Design Recommendations

  • Don't waste time with API that isn't immediately used. When you find unused C API, don't reimplement it, remove it.
  • Consider templates instead of class hierarchies when subclass selection can be done at compile time.
  • Keep class hierarchies shallow.
  • Minimize dependencies between classes. They make it harder to change class internals and harder to write good tests. Where they're unavoidable make it easy to substitute mock classes for testing.
  • Write unit tests for your C++ code. When possible test the C code with the tests first so that you can be confident that the C++ implementation doesn't make any unintended changes. Don't forget to test failure conditions as well as success conditions.
  • Maximize use of the C++ standard library, especially the algorithms, and Boost, again subject to the Boost version setting in configure.ac.
  • If there's an STL or Boost algorithm that does what you need, use it. Those guys are better programmers than all of us put together. Take advantage of that. That requires some familiarity with what's available, so do study in particular the STL algorithms.
  • Write type-safe code: Use templates instead of void*.
  • Avoid naked pointers when practical, using std::unique_ptr and std::shared_ptr. Note that you can't pass these to C, it doesn't know how to dereference them, so for functions passed to C you must use naked pointers. Naked pointers may also make sense where they can be allocated and freed in the same function, but beware of exceptions and multiple returns. If you find you've written delete more than once you need a smart pointer. If your function or anything it calls can throw you need a smart pointer.

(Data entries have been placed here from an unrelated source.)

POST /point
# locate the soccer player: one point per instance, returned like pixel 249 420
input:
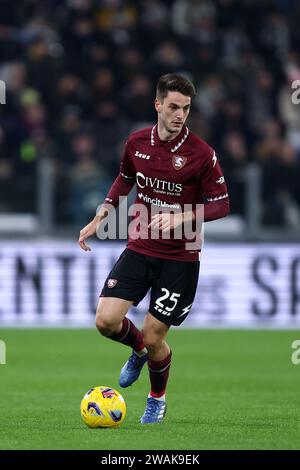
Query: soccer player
pixel 171 167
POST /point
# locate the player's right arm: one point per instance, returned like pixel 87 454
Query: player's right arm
pixel 120 187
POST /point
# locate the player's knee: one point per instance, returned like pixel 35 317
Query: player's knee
pixel 104 326
pixel 151 340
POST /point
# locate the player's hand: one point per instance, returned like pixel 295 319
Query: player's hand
pixel 85 233
pixel 166 222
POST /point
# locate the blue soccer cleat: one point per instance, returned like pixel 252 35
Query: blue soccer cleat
pixel 155 411
pixel 131 370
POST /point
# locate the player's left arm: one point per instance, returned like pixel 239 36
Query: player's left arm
pixel 213 192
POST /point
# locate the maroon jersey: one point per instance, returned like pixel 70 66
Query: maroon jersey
pixel 168 175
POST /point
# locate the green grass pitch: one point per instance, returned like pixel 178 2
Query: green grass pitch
pixel 228 389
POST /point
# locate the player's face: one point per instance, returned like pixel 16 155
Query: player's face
pixel 173 111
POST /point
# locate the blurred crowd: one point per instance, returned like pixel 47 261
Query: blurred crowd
pixel 81 74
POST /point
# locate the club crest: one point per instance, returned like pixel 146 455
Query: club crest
pixel 111 283
pixel 178 162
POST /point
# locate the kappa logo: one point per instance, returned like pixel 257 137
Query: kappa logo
pixel 214 159
pixel 178 162
pixel 221 180
pixel 111 283
pixel 142 155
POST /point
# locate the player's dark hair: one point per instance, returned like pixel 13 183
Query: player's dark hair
pixel 174 82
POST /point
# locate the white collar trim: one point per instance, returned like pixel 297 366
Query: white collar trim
pixel 179 144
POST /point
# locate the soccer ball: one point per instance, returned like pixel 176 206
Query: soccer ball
pixel 103 407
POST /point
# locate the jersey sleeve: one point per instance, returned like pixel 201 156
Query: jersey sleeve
pixel 124 181
pixel 213 192
pixel 213 185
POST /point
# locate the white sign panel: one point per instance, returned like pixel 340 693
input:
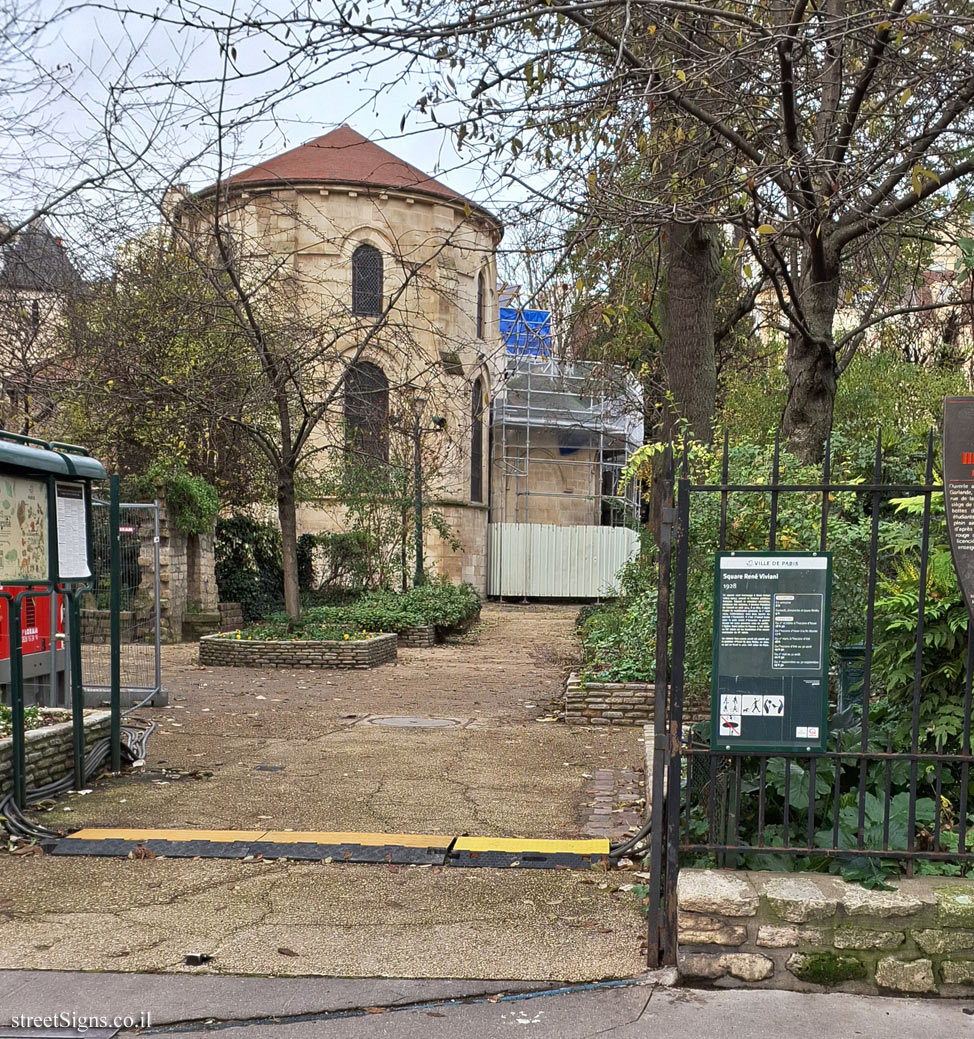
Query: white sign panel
pixel 72 532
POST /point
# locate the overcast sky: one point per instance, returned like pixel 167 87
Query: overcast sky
pixel 101 71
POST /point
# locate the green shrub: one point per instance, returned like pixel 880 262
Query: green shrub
pixel 619 640
pixel 248 565
pixel 446 606
pixel 191 503
pixel 945 623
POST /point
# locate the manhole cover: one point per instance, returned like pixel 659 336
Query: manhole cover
pixel 410 721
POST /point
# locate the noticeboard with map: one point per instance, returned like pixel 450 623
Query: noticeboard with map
pixel 23 530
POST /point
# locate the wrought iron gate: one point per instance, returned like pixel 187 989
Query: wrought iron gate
pixel 721 805
pixel 139 615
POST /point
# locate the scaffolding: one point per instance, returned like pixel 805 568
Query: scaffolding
pixel 561 432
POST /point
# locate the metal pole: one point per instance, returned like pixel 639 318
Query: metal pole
pixel 157 592
pixel 114 585
pixel 17 702
pixel 77 690
pixel 418 481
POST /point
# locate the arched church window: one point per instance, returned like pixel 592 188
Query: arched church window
pixel 367 410
pixel 476 442
pixel 367 282
pixel 481 304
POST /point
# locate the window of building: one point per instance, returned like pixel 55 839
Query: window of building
pixel 481 304
pixel 367 410
pixel 476 442
pixel 367 282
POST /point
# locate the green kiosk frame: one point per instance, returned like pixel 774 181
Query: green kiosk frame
pixel 46 550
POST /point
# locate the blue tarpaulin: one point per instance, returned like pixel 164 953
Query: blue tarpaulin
pixel 526 331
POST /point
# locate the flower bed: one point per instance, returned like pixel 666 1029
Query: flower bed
pixel 313 646
pixel 448 609
pixel 49 748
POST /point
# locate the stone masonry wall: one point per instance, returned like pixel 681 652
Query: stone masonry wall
pixel 135 625
pixel 216 651
pixel 611 702
pixel 49 750
pixel 812 932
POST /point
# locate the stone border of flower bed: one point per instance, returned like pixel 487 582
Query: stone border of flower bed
pixel 218 650
pixel 50 750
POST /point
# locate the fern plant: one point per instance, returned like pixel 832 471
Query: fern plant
pixel 945 623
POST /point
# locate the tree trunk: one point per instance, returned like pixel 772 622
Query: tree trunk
pixel 692 264
pixel 810 365
pixel 287 516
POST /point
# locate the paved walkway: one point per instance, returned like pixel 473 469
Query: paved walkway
pixel 301 1008
pixel 277 750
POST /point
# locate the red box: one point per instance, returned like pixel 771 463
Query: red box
pixel 35 622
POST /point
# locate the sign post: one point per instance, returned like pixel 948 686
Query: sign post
pixel 769 687
pixel 45 550
pixel 958 489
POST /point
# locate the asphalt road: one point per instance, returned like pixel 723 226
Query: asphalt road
pixel 300 1008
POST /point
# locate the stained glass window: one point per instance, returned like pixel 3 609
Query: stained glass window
pixel 367 282
pixel 367 410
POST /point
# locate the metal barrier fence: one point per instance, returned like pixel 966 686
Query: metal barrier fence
pixel 816 806
pixel 139 619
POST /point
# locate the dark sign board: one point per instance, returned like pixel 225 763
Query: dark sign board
pixel 769 687
pixel 958 488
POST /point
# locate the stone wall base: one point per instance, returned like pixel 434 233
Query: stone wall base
pixel 613 702
pixel 811 932
pixel 50 750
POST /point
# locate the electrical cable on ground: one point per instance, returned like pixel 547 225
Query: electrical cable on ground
pixel 18 825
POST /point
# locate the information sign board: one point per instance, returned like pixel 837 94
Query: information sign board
pixel 72 532
pixel 769 686
pixel 23 530
pixel 958 488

  • Use good judgement when using the standard namespaces std and boost. Prefer using only specific identifiers so that infrequently used ones are tagged with the namespace. This can make it easier to understand code by making clear what is local and what is imported.
  • Acquire resources (e.g. new and open) in constructors and release them (delete and close) in destructors. This is called Resource Acquisition Is Instantiation or RAII and combined with smart pointers is a fundamental practice for preventing leaks.

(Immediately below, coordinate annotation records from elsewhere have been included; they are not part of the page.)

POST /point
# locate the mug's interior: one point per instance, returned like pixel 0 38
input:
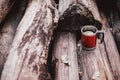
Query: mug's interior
pixel 89 30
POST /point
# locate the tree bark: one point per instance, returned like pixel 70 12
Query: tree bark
pixel 110 69
pixel 94 64
pixel 28 54
pixel 111 49
pixel 5 6
pixel 65 57
pixel 8 29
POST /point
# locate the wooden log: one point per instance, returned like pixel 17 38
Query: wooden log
pixel 92 6
pixel 5 6
pixel 111 52
pixel 111 49
pixel 28 54
pixel 94 65
pixel 65 57
pixel 8 29
pixel 64 4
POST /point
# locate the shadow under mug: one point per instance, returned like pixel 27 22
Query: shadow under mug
pixel 89 37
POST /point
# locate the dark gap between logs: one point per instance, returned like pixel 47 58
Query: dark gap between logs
pixel 111 9
pixel 72 20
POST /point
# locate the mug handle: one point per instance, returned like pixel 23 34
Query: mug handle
pixel 101 35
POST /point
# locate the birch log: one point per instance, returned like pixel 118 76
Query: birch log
pixel 5 6
pixel 94 65
pixel 111 55
pixel 64 52
pixel 8 29
pixel 28 54
pixel 65 57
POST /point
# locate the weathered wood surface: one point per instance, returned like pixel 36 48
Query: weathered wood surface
pixel 65 57
pixel 94 65
pixel 111 50
pixel 8 29
pixel 5 6
pixel 104 62
pixel 28 54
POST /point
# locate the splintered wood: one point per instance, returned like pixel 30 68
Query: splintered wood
pixel 28 54
pixel 65 57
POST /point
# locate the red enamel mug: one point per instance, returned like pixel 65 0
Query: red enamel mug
pixel 89 36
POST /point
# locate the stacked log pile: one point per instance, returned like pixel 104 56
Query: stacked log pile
pixel 41 40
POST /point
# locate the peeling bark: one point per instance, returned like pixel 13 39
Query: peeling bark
pixel 65 57
pixel 29 50
pixel 8 29
pixel 5 6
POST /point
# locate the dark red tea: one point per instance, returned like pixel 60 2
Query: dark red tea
pixel 89 39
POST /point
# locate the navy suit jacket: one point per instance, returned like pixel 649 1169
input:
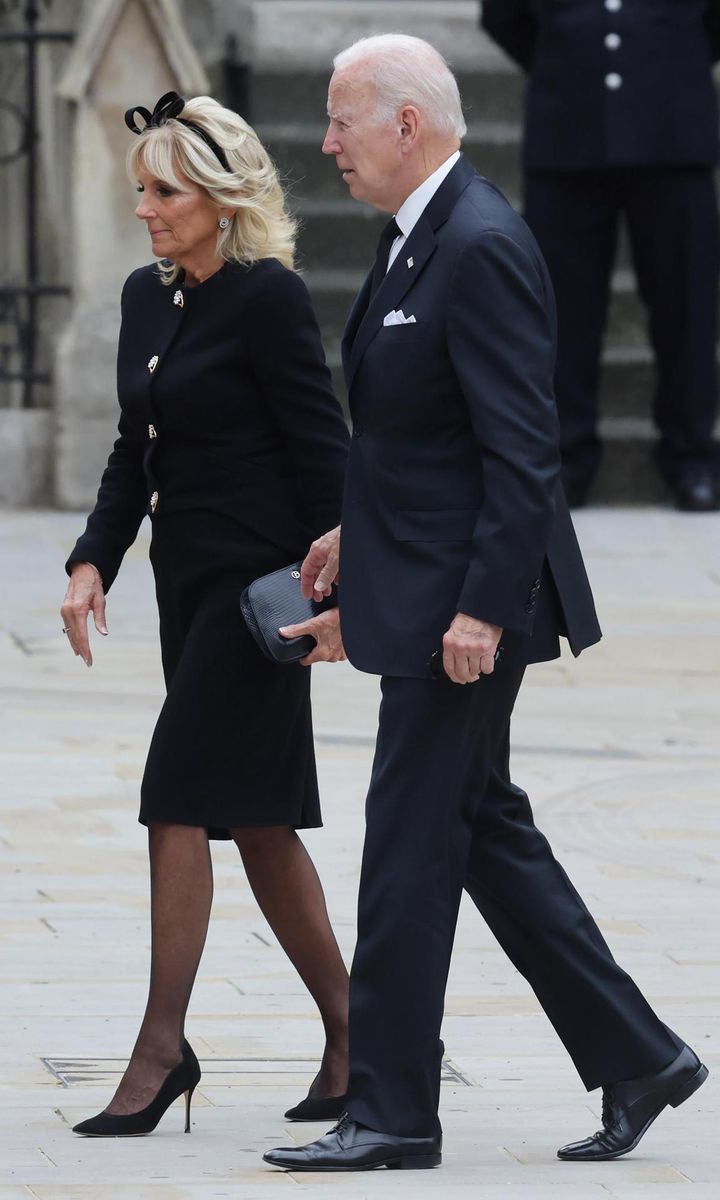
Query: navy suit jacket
pixel 453 501
pixel 664 112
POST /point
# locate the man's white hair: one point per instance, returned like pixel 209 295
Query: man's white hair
pixel 408 71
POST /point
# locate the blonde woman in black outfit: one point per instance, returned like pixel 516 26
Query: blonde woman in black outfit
pixel 232 442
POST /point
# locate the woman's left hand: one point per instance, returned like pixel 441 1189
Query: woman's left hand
pixel 325 629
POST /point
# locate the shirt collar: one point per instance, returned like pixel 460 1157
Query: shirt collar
pixel 409 213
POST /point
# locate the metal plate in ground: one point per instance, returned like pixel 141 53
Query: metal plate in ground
pixel 82 1072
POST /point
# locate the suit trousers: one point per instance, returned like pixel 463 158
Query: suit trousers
pixel 672 225
pixel 442 815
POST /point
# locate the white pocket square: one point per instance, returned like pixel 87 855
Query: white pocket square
pixel 399 318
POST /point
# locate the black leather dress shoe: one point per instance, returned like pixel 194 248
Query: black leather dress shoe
pixel 697 492
pixel 353 1147
pixel 318 1110
pixel 630 1108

  • Keep thread-safety and reentrancy in mind: Modern processors are mostly multi-core, and modern operating systems and dispatchers will multi-thread programs on their own if possible. In particular avoid statics and provide locking (std::async, std::future, std::atomic, etc.) when writing to class (i.e. static) members. These are both particular weaknesses of the existing implementation.
  • Exceptions are OK but you must be sure that they can't pass into C or out of any interface exposed with Swig.
  • Avoid adding dependencies if possible. If you must, ensure that their licenses are compatible with GnuCash's and that we comply with any license requirements like crediting the copyright holder in documentation. We may not distribute dependencies on Linux and BSD, but we do on Windows and MacOSX.
  • Don't make radical changes to the class hierarchy at this point, but do make changes that improve design flexibility.
  • Be mindful of patterns and use them to inform your design decisions.
  • Overloading in C++ is good, just remember that it's not C.